The opacity \(\tau_{\nu}\) for cold interstellar gas can be approximated by:

\[\tau_{\nu}=\frac{\pi e^{2}}{m_{e} c} f_{\ell u} N_{\ell} \phi_{\nu}\]

The line profile function \(\phi_{\nu}\) is generally a Voigt profile, meaning that it has a Gaussian core and Lorentzian damping wings. If we focus on the Gaussian core, we can approximate \(\phi_{\nu}\) by a pure Gaussian,

\[\phi_{\nu}=\frac{1}{\sqrt{\pi} b} e^{-\left(1-\nu / \nu_{0}\right)^{2} /(b / c)^{2}} ; \quad b \equiv \sqrt{2} \sigma_{v}\]

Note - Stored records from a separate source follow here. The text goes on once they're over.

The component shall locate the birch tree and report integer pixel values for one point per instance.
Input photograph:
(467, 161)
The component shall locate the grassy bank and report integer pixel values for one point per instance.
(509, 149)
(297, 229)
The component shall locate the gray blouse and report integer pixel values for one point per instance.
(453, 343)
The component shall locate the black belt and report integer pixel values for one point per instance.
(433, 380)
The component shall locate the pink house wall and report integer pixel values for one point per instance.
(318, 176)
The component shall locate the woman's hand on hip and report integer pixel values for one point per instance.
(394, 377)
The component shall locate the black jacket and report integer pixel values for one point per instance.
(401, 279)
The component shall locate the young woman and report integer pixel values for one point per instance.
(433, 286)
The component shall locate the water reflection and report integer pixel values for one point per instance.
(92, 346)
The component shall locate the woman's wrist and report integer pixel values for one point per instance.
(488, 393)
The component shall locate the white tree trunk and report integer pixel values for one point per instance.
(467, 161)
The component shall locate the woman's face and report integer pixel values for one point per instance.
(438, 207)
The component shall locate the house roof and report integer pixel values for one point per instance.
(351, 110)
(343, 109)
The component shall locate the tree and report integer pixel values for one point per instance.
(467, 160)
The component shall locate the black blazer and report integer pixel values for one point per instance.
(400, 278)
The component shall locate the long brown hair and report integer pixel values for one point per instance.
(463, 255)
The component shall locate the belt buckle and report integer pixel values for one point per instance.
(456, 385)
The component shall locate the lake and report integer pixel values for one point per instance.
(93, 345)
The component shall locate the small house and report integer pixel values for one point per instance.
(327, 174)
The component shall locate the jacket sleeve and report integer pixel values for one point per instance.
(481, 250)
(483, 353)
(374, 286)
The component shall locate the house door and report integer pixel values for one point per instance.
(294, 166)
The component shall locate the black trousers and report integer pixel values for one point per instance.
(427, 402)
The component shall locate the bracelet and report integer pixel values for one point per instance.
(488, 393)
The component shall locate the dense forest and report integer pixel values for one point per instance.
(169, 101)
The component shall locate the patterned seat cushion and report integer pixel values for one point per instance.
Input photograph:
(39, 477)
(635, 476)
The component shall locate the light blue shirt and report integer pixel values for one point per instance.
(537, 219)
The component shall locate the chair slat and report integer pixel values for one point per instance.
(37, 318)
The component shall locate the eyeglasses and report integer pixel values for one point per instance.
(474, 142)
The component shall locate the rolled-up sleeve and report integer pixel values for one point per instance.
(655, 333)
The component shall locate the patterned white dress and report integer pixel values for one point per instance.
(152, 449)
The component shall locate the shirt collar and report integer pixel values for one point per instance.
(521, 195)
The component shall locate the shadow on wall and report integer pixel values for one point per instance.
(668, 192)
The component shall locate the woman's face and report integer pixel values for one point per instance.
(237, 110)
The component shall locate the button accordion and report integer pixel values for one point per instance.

where \(b\) is the Doppler broadening parameter. This has a maximum value of \(1/\sqrt{\pi b}\) at line center \(\nu=\nu_0\) , so the (maximum) line center optical depth is:

\[\tau_{0}=\sqrt{\pi} \frac{e^{2}}{m_{e} c} \frac{f_{\ell u} \lambda_{u \ell} N_{\ell}}{b}=0.758\left(\frac{N_{\ell}}{10^{13} \mathrm{cm}^{-2}}\right)\left(\frac{f_{\ell u}}{0.4162}\right)\left(\frac{\lambda_{u \ell}}{1215.7 \mathrm{A}}\right)\left(\frac{10 \mathrm{km} \mathrm{s}^{-1}}{b}\right)\]

where \(\lambda_{u \ell} = c/\nu_0\) , and the normalization quantities are those appropriate for the Lyman-\(\alpha\) line of hydrogen. The optical depth in the Gaussian part of the line profile is then

\[\tau_{\nu}=\tau_{0} e^{-u^{2} / b^{2}}\]

where \(u=c(\nu_0 - \nu)/\nu\) is the velocity shift required to produce a frequency shift \(\nu\).